После того как я много лет отрицала наличие у себя проблемы (хотя время от времени случались срывы), после того как я идентифицировала свой страх и попыталась справиться с ним сама, после попытки доморощенной экспозиционной самотерапии я наконец договорилась о перемирии со своей боязнью высоты – своего рода компромисс, с которым можно жить. Но когда я услышала о таблетке Мерел Киндт, мне стало интересно: поможет ли она мне?
Когда я была маленькой, время от времени мне случалось проходить мимо тротуаров, которые только что были залиты свежим бетоном. Как правило, сверху такие куски влажной гладкой поверхности были прикрыты пластиковой пленкой, и мне всегда очень хотелось отогнуть краешек и палочкой нацарапать свои инициалы. Я видела такие надписи на тротуарах, оставленные другими детьми, у которых хватило храбрости сделать это, пока бетон не застыл.

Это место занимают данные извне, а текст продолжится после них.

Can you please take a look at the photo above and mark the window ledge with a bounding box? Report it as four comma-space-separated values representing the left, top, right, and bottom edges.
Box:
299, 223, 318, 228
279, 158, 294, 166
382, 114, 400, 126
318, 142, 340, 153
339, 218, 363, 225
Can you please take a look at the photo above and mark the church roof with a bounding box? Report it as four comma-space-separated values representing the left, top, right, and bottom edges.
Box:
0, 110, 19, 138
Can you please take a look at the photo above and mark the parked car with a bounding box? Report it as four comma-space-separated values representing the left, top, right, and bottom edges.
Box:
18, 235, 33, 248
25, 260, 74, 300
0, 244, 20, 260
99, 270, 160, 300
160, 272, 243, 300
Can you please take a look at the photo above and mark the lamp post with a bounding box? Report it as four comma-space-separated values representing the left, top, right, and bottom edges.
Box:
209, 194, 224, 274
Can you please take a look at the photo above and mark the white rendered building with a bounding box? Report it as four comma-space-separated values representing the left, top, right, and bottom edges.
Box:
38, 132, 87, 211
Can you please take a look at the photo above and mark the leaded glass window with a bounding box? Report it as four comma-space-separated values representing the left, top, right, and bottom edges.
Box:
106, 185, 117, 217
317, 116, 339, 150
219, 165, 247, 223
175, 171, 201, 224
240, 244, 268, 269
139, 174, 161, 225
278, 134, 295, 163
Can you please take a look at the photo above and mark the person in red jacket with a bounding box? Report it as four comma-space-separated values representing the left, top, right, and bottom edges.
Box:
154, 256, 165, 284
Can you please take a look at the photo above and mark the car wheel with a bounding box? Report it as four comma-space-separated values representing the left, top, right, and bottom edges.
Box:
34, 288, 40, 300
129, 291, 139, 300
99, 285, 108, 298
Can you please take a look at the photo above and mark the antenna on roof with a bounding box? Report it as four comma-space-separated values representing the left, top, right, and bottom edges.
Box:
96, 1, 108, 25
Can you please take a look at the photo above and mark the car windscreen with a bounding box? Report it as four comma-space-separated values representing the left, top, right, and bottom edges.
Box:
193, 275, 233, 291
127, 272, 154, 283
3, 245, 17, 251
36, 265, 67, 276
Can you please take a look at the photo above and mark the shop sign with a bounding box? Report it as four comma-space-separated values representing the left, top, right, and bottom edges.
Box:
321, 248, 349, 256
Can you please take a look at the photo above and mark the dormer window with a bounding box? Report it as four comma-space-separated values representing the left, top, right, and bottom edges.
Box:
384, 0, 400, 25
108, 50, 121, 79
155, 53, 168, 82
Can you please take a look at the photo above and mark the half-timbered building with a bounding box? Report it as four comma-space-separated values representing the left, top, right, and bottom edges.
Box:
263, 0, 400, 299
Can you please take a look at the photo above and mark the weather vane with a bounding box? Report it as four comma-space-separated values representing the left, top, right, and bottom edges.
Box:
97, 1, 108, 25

Как раз перед нашим отъездом из Саскатуна и переездом в Оттаву я увидела такой кусочек тротуара недалеко от нашего дома. Помню, что тогда мне особенно хотелось оставить свой след, прощаясь с домом. Не помню, сделала я это или нет, но, честно говоря, сомневаюсь. Я ведь была очень осторожным и сдержанным ребенком и страшно боялась, что меня поймают и будут неприятности.
В научном сообществе считалось, что наши связанные со страхом воспоминания напоминают такой тротуар: сформировавшись и переместившись из кратковременной памяти в долговременную, они становятся фиксированными, «затвердевают». Со временем они могут несколько притупиться, но их суть остается неизменной. Тем не менее оказывается, что при определенных условиях их можно снова сделать изменчивыми и податливыми. Это открытие и легло в основу лечения, разработанного Мерел Киндт.
В конце 1990-х годов Карим Надер, защитив диссертацию по нейробиологии, работал в Нью-Йоркском университете под руководством Джозефа Леду (славного «Амигдалоида»), который занимался исследованием страха. Надер уже знал, что только что сформированные воспоминания в течение непродолжительного времени остаются пластичными, а затем происходит так называемая консолидация, переход в стабильное хранение в долговременной памяти. Ему также были известны результаты многочисленных исследований, подтверждавших существование «окна», в рамках которого процесс консолидации может быть прерван. Например, что инъекция лекарства или применение электрошоковой терапии вскоре после сеанса формирования условно-рефлекторной реакции страха может нарушить процесс формирования условного рефлекса, в то время как та же самая инъекция всего несколько часов или дней спустя уже не будет иметь такого эффекта. В статье в журнале Nature он пишет: «Одно из наиболее часто используемых лекарственных вмешательств состоит в том, что можно ввести препарат, который блокирует превращение РНК в белок». По-видимому, нарушение синтеза белка дает возможность прервать процесс консолидации воспоминаний. Это означает, что существует способ не позволить связанным со страхом воспоминаниям усвоиться.